Monty Burton’s Perspective and Impressions On His First Kata World Championships

 

Monty Rahmon Burton

Monty Rahmon Burton

Just wanted to send in my impressions on participation in this year’s Judo World Kata Championships.  It was an amazing honor representing the United States of America.  I cannot underscore this feeling enough.  When you grow up as an athlete; football, wrestling, track, extreme sports, gymnastics, martial arts; most would have this as a bucket list item.  Anytime you get the chance to compete for your country, in what is the pinnacle of competition for your sport, it is a wonderful thing!

 

The next feeling I wish to express is gratitude, for my fellow team mates.  What an awesome team.  I was impressed with our top representative, Kuniko Takeuchi sensei.  She was not only knowledgeable and helpful, she was a joy to be around.  With a sense of humor and gentleness that I came to respect by the end of the trip.  Our team manager, Barbara Houston-Shimizu sensei, was a pleasure to be around.  The conversations around Judo and life outside Judo were invaluable.
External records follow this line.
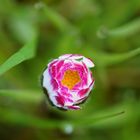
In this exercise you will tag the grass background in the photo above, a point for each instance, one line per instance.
(32, 33)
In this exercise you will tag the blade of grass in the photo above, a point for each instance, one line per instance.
(112, 59)
(32, 96)
(25, 53)
(56, 19)
(89, 121)
(17, 118)
(106, 59)
(23, 119)
(126, 30)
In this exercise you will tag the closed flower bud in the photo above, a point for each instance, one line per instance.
(68, 81)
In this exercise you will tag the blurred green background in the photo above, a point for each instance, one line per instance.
(107, 31)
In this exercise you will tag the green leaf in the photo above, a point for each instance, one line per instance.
(23, 119)
(126, 30)
(55, 18)
(107, 59)
(31, 96)
(25, 53)
(112, 59)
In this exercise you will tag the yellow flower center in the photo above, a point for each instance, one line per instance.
(70, 79)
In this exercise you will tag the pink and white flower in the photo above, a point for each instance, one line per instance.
(68, 81)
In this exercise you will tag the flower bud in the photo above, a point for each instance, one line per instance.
(68, 81)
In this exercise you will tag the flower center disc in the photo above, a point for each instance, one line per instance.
(70, 79)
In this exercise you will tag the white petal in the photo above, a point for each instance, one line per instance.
(47, 85)
(64, 56)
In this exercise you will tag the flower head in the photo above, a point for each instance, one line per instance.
(68, 81)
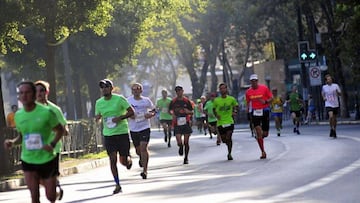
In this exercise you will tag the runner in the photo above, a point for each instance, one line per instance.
(295, 102)
(139, 125)
(277, 110)
(42, 92)
(258, 98)
(211, 118)
(225, 109)
(182, 111)
(35, 124)
(162, 106)
(113, 110)
(330, 93)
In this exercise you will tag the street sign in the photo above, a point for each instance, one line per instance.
(315, 75)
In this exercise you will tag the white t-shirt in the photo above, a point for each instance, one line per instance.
(141, 107)
(330, 93)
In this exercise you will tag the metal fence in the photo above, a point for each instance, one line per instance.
(84, 137)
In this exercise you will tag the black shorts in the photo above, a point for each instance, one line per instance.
(297, 113)
(168, 122)
(183, 129)
(263, 121)
(334, 110)
(223, 129)
(141, 136)
(44, 171)
(117, 143)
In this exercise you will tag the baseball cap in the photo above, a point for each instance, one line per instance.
(253, 77)
(177, 88)
(106, 82)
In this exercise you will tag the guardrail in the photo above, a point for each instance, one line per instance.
(84, 137)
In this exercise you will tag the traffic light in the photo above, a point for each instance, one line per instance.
(306, 54)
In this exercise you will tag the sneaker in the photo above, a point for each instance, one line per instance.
(59, 194)
(128, 163)
(143, 175)
(181, 150)
(117, 189)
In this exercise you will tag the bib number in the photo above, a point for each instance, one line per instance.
(140, 117)
(109, 122)
(33, 142)
(258, 112)
(181, 121)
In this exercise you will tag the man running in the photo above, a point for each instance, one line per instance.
(36, 124)
(258, 98)
(181, 109)
(113, 110)
(162, 105)
(277, 110)
(330, 93)
(225, 109)
(295, 102)
(42, 92)
(139, 125)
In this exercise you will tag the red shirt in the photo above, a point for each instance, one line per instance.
(256, 95)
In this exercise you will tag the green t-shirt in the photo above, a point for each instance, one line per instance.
(59, 114)
(224, 108)
(116, 106)
(209, 108)
(36, 131)
(163, 106)
(294, 101)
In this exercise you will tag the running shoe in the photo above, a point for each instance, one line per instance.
(128, 163)
(143, 175)
(117, 189)
(181, 150)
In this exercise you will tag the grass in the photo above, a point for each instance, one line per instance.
(64, 163)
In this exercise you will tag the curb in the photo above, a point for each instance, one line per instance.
(16, 183)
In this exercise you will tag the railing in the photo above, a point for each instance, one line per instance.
(84, 137)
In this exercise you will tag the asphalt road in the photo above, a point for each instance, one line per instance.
(310, 167)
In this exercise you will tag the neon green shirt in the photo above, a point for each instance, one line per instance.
(36, 131)
(224, 108)
(116, 106)
(59, 114)
(209, 108)
(163, 106)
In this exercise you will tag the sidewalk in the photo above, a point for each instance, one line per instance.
(91, 164)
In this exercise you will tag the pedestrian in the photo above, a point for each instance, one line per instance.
(113, 110)
(211, 118)
(225, 109)
(42, 92)
(182, 110)
(162, 106)
(277, 110)
(330, 93)
(139, 125)
(259, 98)
(10, 117)
(35, 124)
(295, 102)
It was a wonderful feeling having someone there supporting us in all things related to this competition.  Taking on this role was critical to the team’s success.

 

I really enjoyed training, hanging, and competing with my fellow competitive team mates.  The veteran teams of Diane Tamai Jackson sensei and Karl Tamai sensei, and Robert Gouthro sensei and Lisa Capriotti sensei were so supportive, helpful, encouraging and gracious.  They really enhanced my experience, both competitively and non-competitively.  It was also good to see another rookie team participating this year: Bryce Oishi sensei and Chase Oishi sensei.  I was impressed with their competitive spirit and commitment to Judo.  I must mention our Judo Mom Mrs. Oishi.  Thanks for all your support!

 

As for the competition… Wow!  The level of skill was amazing.  As Wayne and I trained for this event, we watched a lot of videos.  We read so much on our kata.  None of that compared to training/warming up next to five time World Champions.  In videos you can see intensity, but being next to them you can “feel” the intensity.  What an experience!  There are things you just pick up in person that you cannot glean from watching video.

 

Then there was the clinic, where we got coaching from those five time World Champions.  Knowing what they focus on…like as minute  as the placement of your toe on the mat.  Not only that, but having the ability to get help from former World competitors was a bonus.  We got to work with the Japanese, Germans, Australians, Canadians, and others that although I did not know where they came from or we had a hard time communicating, the Judo was the bridge.

 

My takeaways are these:  (1) now that my Judo soul/spirit has been awakened, it now has a hunger that is palpable, (2) I am also proud to be the first African-American to compete at a World Kata Championship! What an achievement personally, for the organization, and the country, and (3) as the United States starts to realize its objectives, it is great knowing that it is not only pushing its veterans, but building up the next generation.  Having rookie teams gain this kind of experience is essential to propelling the United States towards podium finishes.  I was very pleased that two rookie teams were invited this year.